I've tried it all - double stick tape, hot glue, measurement offsets, screwing the front onto the box in the case with shims, etc. We found drawer front/box offset jigs really make the time fly. But they work best with standardization. How many jobs does your job do a week off of prints?
From contributor M:
Interesting that only two of us use the drawer front adjusters that go in a blind hole on the drawer front backs. I have used a lot of methods including double sided tape but I like the adjusters best. For most drawer face sizes I use just two of them. Boring the holes is quick and pounding them in is even quicker. The rest is done with an adjustable square and an awl to mark the drawer box for boring the two holes for machine screws.
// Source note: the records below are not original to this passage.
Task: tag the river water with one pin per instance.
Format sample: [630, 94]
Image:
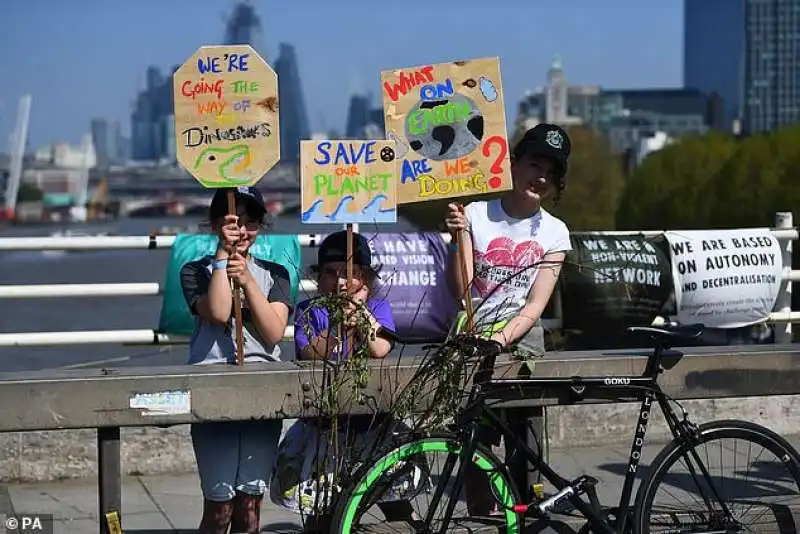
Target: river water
[75, 314]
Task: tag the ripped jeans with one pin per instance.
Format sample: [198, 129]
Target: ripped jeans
[529, 424]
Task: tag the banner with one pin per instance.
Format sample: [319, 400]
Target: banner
[612, 282]
[725, 278]
[413, 280]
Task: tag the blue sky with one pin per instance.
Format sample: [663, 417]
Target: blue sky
[86, 58]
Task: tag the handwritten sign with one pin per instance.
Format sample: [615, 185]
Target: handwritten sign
[348, 181]
[226, 116]
[725, 278]
[449, 124]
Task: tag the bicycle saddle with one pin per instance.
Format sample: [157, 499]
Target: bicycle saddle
[686, 331]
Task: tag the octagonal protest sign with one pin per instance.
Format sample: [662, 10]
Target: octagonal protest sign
[226, 116]
[448, 121]
[348, 181]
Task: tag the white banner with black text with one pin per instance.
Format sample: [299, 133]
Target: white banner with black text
[725, 278]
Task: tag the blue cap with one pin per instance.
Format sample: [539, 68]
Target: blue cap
[250, 196]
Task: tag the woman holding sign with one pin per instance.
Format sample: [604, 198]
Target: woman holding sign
[235, 459]
[514, 251]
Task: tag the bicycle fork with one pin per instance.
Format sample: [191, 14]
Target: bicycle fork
[465, 456]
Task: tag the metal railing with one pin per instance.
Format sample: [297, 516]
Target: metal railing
[783, 314]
On most drawer fronts, the combination of the two drawer front adjusters and the drawer pull screws are enough to hold them fast. On finger pull jobs, a couple of quick screws with finish washers locks them in place after adjusting and tightening.
From contributor G:
We've got to the point in the shop where we are just flat out bottlenecking if it is different than what we always do, and that is just the reason why we use our standard dimensions.
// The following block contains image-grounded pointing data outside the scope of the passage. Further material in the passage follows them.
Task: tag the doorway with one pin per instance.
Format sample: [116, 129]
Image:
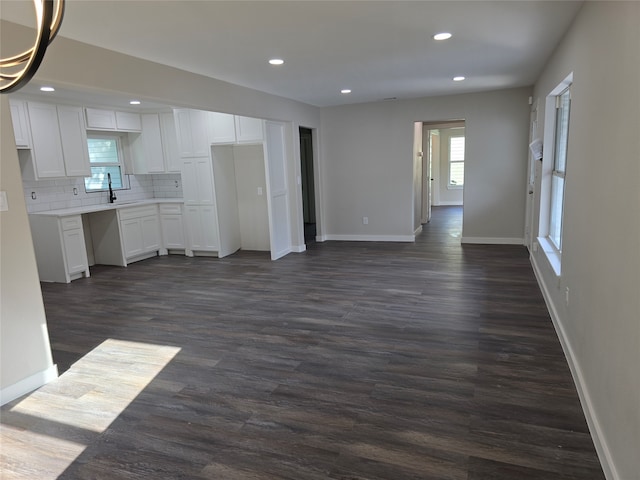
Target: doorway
[308, 189]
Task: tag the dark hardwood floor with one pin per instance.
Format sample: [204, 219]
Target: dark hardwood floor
[351, 361]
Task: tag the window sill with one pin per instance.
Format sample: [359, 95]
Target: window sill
[553, 256]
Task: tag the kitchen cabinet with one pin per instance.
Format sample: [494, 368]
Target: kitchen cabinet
[248, 130]
[60, 248]
[59, 143]
[202, 228]
[140, 232]
[155, 149]
[172, 226]
[173, 163]
[222, 127]
[20, 122]
[191, 130]
[101, 119]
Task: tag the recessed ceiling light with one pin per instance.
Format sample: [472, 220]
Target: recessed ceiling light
[442, 36]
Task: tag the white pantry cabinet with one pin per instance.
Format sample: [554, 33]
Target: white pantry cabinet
[60, 248]
[20, 121]
[140, 232]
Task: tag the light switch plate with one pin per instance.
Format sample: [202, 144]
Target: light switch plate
[4, 204]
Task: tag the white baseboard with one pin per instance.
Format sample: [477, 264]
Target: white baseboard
[371, 238]
[28, 384]
[599, 441]
[494, 240]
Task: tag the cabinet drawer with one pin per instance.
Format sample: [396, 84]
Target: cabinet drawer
[137, 212]
[171, 209]
[71, 223]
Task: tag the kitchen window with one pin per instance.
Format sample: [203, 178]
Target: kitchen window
[105, 159]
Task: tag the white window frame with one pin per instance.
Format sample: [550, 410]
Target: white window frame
[551, 250]
[120, 163]
[450, 184]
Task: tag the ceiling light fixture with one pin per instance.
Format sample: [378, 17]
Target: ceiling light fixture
[16, 71]
[442, 36]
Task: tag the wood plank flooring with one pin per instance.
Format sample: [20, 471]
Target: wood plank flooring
[351, 361]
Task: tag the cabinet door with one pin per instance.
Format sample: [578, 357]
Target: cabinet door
[47, 147]
[20, 124]
[128, 122]
[150, 228]
[152, 144]
[170, 143]
[172, 231]
[248, 130]
[74, 141]
[131, 237]
[222, 127]
[75, 251]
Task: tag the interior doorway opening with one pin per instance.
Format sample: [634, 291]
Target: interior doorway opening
[308, 187]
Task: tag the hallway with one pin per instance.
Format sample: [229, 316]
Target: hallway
[353, 360]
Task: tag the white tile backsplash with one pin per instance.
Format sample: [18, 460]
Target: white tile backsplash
[59, 193]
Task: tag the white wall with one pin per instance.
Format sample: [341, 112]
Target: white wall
[368, 169]
[600, 326]
[25, 355]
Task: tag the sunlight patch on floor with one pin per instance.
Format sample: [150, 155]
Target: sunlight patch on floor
[60, 419]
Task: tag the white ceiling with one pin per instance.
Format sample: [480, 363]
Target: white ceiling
[379, 49]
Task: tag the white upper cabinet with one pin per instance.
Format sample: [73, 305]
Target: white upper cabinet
[222, 128]
[74, 141]
[248, 130]
[191, 129]
[101, 119]
[20, 122]
[46, 154]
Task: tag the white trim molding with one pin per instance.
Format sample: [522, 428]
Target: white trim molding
[371, 238]
[28, 385]
[494, 240]
[597, 435]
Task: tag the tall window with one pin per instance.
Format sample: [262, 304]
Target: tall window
[105, 157]
[456, 161]
[563, 104]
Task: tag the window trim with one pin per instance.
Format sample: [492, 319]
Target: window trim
[455, 186]
[126, 184]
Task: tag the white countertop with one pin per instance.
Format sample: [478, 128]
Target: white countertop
[106, 206]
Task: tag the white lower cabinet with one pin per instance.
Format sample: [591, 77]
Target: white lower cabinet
[61, 252]
[172, 226]
[140, 232]
[202, 228]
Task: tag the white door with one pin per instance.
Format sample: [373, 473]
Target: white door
[277, 189]
[224, 177]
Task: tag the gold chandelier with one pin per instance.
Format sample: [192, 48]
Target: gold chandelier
[16, 71]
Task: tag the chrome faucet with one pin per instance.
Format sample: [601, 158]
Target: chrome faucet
[112, 196]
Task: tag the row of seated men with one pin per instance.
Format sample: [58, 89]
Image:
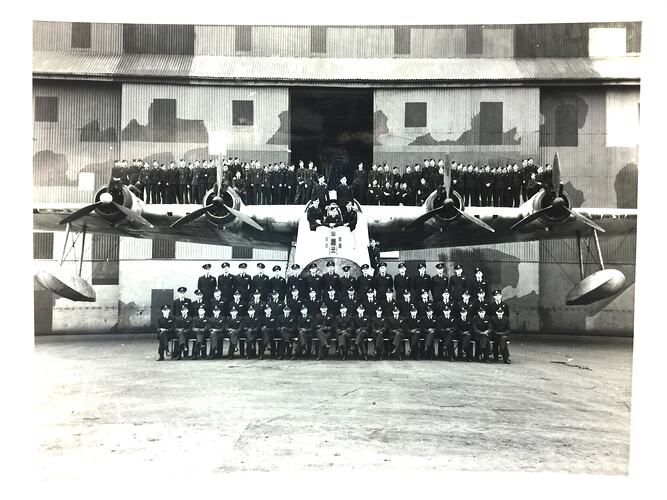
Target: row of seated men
[278, 183]
[295, 332]
[381, 281]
I programmed the point-to-point to drill all guides to allow the assembler to flush ball bearing at the bottom of all drawer guides or to attach epoxy side mounts, no thought needed. Our drawer front jigs do the same. Drawer front adjuster screws are great, but we save them for inset doors
From contributor F:
To contributor M:
Blum makes 20mm dowel centers to put into the drilled adjuster holes. Drop them in, rough-set the front with spacers, give it a tap, drill the dimples for the machine screws. We put in tons of drawers like this before going to the 5/16" holes and washerhead screws.
From contributor N:
We use the 20mm pin marker that Contributor F just mentioned from
Blum. We bore two 20mm holes on a drill press into the back of the drawer face using a depth stop from Rockler to control depth. Starting from bottom drawer and a jig underneath to keep the bottom flush with the bottom of the cabinet, we hit the drawer front so that two registration marks are made and drill these and attach with 1" bolts. It’s very fast and greater adjustability.
From contributor O:
Here is an easy solution. Drop the wood drawers and use the Zargen drawers from Grass. Two minute assembly or less, maybe the same for material processing and zero adjustment needed, just slide them in and go on to another project. Side to side adjustment and up and down if the carcass isn't perfect, or the doors are off a bit. Plus, no warped wood drawers that don't look good until they are loaded with some weight and no callbacks ever on these drawers. No finishing either.
From contributor P:
While drawer front adjusters have been mentioned, nobody has mentioned boring the drawer box face, for the adjuster screws, prior to assembling the drawer box. Since the OP is using 32mm, those (5/20mm) holes are some increment of 32mm apart and the same distance (+/- increments of 32mm) from the top/bottom of all drawer boxes and faces (since those are also sized in increments of 32mm). With accuracy of construction, it’s very seldom that you need to break the tabs that keep the plate in the adjuster centered.